Why Go to Court when You can Settle Your Divorce Case Faster and Peacefully?

One contested divorce case took five years to settle, involved four different judges and six different divorce attorneys, and cost the husband about $400,000.00 in court fees, experts’ fees, lawyer’s fees (it was the husband who paid for everything, including the lawyer’s fee of his former wife). All these may sound horrifying; however, if compared to how hostile the court atmosphere turned, especially when the issue of spousal support came up, the above may even be considered the mild effects of this particular contested divorce case (it was actually the issue of spousal support which took the longest to settle since the wife’s lawyer kept urging her to decline her ex-spouse’s offer, which included $5,400 monthly payment until his retirement, half of everything in their million-dollar home and $50,000 cash).
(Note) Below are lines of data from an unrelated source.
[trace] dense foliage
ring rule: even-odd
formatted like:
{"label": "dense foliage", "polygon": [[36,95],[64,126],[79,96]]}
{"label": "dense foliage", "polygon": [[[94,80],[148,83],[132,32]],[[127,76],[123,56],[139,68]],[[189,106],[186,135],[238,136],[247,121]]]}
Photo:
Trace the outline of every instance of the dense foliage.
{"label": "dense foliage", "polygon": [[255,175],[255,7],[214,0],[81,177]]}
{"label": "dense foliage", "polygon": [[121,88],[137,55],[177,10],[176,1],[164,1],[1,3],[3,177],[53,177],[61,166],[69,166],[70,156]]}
Another divorce case, though, took only a few months to settle (this includes settlement of all divorce-related issues, including child custody, child support, visitation rights, alimony or spousal support, and division of properties, assets and debts). Though the spouses argued about certain things, this was brief and everything ended peacefully; this divorce procedure also was much less cheaper than the divorce case mentioned above.

In this divorce case, by the way, the only problems and difficulties the wife experienced came after the divorce case. These included changing her name in her passport, bank account and some other legal documents, and getting her ex-husband’s name removed from official papers (which required the sending of letters in triplicate to all agencies concerned).
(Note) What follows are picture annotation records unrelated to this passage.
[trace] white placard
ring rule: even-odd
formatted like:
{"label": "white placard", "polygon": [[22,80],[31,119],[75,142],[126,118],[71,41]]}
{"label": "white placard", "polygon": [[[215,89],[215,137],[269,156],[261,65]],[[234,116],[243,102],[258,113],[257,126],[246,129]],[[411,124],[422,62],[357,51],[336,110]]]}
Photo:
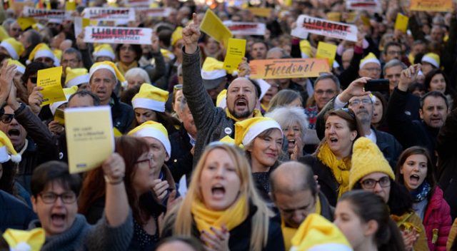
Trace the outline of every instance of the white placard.
{"label": "white placard", "polygon": [[300,15],[296,23],[297,26],[294,31],[292,31],[292,36],[296,36],[297,34],[308,32],[338,39],[357,41],[358,29],[355,25],[334,22],[306,15]]}
{"label": "white placard", "polygon": [[233,35],[264,36],[266,26],[263,23],[233,22],[227,20],[223,22]]}
{"label": "white placard", "polygon": [[73,11],[57,10],[57,9],[35,9],[31,6],[24,6],[22,14],[24,17],[33,17],[35,19],[71,19],[71,13]]}
{"label": "white placard", "polygon": [[151,44],[149,28],[85,27],[84,42],[99,43]]}
{"label": "white placard", "polygon": [[84,18],[91,21],[135,21],[134,8],[86,8],[83,11]]}

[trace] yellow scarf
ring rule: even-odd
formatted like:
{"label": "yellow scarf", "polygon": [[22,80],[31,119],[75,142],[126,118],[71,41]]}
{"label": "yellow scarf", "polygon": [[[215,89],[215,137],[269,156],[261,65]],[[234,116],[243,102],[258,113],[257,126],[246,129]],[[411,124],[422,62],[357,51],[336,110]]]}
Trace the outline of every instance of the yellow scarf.
{"label": "yellow scarf", "polygon": [[206,208],[199,199],[192,201],[191,207],[194,220],[197,225],[199,231],[205,230],[212,232],[210,227],[221,229],[221,223],[224,222],[228,230],[239,225],[248,216],[248,208],[246,196],[243,195],[231,207],[224,211],[213,211]]}
{"label": "yellow scarf", "polygon": [[126,73],[127,71],[131,69],[132,68],[138,67],[138,62],[136,61],[134,61],[129,65],[125,65],[122,62],[117,62],[117,68],[119,69],[119,71],[122,75],[126,76]]}
{"label": "yellow scarf", "polygon": [[325,165],[328,166],[333,174],[340,187],[338,189],[338,198],[342,194],[349,190],[349,170],[351,169],[351,158],[342,160],[336,159],[333,153],[330,150],[327,143],[324,143],[319,150],[317,156]]}
{"label": "yellow scarf", "polygon": [[[231,115],[231,113],[230,113],[230,112],[228,111],[228,108],[226,108],[226,114],[227,115],[227,118],[231,118],[233,121],[235,121],[235,122],[239,122],[240,120],[238,120],[238,118],[233,117],[233,115]],[[257,110],[257,109],[254,109],[254,114],[253,114],[253,118],[256,117],[263,117],[262,116],[262,113],[260,112],[260,111]]]}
The first case mentioned above is one example of contested divorce, which is the traditional way of ending a marital union. Contested divorce is settled in a family court, which is open to the public. Anyone can witness how spouses destroy and discredit one another through their respective lawyers, in order to win the favor of the judge who will decide on all divorce-related issues. Contested divorce can drag on for months, even for years and, there longer it takes to settle, the more expensive it becomes.

The second divorce case mentioned is an example of collaborative divorce, which is an alternative dispute resolution for divorcing couples. In this procedure, divorcing couples hire their own lawyers, whose job is to assist their own clients resolve conflicts through the use of cooperative techniques instead of adversarial strategies and litigation; the spouses may also seek the help of a mediator or other neutral experts, like an accountant and/or a child custody expert who can help settle a particular issue.

At the start of the collaborative process, the spouses and their lawyers make a commitment to achieve a negotiated outcome and enter into what is called a “Participation Agreement.” If no settlement is reached, based on the agreement entered into by all those involved, each of the spouses’ lawyers will have to withdraw from the process to allow the spouses to hire new lawyers who will represent them in court (for the adversarial contested divorce process).

Collaborative divorce is a divorce process wherein both parties try to work together to expedite the process. This works best when both individuals are willing to negotiate to avoid taking the matter to court, where the process would become more costly and time-consuming.

Besides enabling spouses reach an amicable agreement, other benefits of collaborative divorce include:

  • Making decision on how to handle post-settlement disputes;
  • Expediency of the divorce case;
  • More control over the outcome;
  • Less stress and anxiety;
  • Lesser costs compared to the traditional divorce process.